Without repeating the full derivation, let’s also simulate the cases for 5 and 6 or more consecutive Heads, just to confirm the pattern holds.

def theoretical_probability(n_tosses, streak):
    base_cases = {i: 2**i for i in range(streak)}
    base_cases[streak] = 2**streak - 1
    
    memo = dict(base_cases)
    for i in range(streak + 1, n_tosses + 1):
        memo[i] = sum(memo[i - j] for j in range(1, streak + 1))
    
    return 1 - memo[n_tosses] / 2**n_tosses


def simulate_streaks(n_tosses, streak, n_trials):
    results = []
    for trial in range(n_trials):
        sequence = flip_coins(n_tosses=n_tosses, seed=trial)
        results.append(has_streak(sequence, streak=streak))
    return np.cumsum(results) / np.arange(1, n_trials + 1)


# --- parameters ---
n_trials = 10_000
n_tosses = 20
streaks  = [5, 6]
# ------------------

fig, ax = plt.subplots(figsize=(12, 6))

colors = ["darkorange", "seagreen"]

for streak, color in zip(streaks, colors):
    theory = theoretical_probability(n_tosses, streak)
    cumulative = simulate_streaks(n_tosses, streak, n_trials)
    
    sns.lineplot(x=range(1, n_trials + 1), y=cumulative,
                 ax=ax, color=color, label=f"Simulated streak ≥ {streak}")
    ax.axhline(theory, color=color, linestyle="--", alpha=0.6,
               label=f"Theory streak ≥ {streak}: {theory:.3f}")

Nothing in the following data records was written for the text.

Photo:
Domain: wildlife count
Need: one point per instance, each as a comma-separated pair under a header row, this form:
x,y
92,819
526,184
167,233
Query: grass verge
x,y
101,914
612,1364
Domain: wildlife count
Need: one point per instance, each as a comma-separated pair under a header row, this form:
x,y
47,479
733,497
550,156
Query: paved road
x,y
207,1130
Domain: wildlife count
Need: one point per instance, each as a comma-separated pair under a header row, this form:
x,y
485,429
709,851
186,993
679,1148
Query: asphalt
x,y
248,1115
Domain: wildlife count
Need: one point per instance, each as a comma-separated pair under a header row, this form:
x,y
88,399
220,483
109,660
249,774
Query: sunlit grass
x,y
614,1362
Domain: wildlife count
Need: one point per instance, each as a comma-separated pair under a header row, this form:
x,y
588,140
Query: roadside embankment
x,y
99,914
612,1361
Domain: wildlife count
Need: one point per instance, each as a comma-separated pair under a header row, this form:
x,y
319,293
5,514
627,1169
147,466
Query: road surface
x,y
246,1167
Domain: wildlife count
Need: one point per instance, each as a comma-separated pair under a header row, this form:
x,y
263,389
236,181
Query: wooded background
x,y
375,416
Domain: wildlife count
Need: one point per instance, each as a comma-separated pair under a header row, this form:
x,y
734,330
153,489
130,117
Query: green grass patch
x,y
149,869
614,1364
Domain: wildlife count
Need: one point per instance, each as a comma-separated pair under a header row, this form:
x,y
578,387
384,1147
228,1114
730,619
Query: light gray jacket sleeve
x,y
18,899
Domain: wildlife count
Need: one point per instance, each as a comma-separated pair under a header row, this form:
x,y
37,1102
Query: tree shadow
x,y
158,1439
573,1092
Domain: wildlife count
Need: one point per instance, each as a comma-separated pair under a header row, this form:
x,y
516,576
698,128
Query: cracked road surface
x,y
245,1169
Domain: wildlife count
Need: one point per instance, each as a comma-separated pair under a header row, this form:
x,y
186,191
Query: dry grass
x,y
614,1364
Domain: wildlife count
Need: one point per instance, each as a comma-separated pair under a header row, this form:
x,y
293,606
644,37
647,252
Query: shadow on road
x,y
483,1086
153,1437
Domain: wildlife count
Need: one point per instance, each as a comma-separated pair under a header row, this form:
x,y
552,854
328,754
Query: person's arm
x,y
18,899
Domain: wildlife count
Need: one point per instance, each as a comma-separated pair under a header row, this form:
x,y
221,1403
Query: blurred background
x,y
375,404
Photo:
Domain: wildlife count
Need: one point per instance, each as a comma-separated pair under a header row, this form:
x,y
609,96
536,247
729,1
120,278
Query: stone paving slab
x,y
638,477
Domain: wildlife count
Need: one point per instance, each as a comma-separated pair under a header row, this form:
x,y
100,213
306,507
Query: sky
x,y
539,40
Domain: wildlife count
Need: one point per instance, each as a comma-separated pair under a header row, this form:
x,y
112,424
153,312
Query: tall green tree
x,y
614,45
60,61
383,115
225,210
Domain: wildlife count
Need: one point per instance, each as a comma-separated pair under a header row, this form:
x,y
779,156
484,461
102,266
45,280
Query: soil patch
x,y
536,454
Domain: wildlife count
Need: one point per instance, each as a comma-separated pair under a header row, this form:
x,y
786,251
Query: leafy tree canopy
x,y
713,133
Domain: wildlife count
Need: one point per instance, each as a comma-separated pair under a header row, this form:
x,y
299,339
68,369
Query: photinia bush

ax.set_xlabel("Number of trials")
ax.set_ylabel("Proportion with streak")
ax.set_title(f"Simulated vs theoretical probability of head streaks ({n_tosses} tosses)")
ax.legend()

plt.tight_layout()
plt.show()

Again, simulation and theoretical values lead to the same results. And having a \(25\%\) chance of getting 5 Heads in a row when flipping a coin 20 times is quite remarkable, if you ask me.

Conclusion: Are you surprised?

The original paper about the hot hand fallacy was published in 1985 and met with scepticism from the start, particularly from people working in basketball. Recent studies have shown that a very small effect may exist, in the order of a few percentage points. This does not change the central point of this article.

From a probabilistic standpoint, there is a consistent gap between what we expect to see and what actually happens. As we showed both mathematically and through simulation, streaks are far more common than our intuition suggests. We notice them, we remember them, and we treat them as meaningful. The coin, as the title says, has no memory. We do.

That gap between intuition and reality is also one of the reasons it is so hard to beat a casino or a bookmaker. They know the actual probabilities. Quite often, we do not. But that is a story for another article.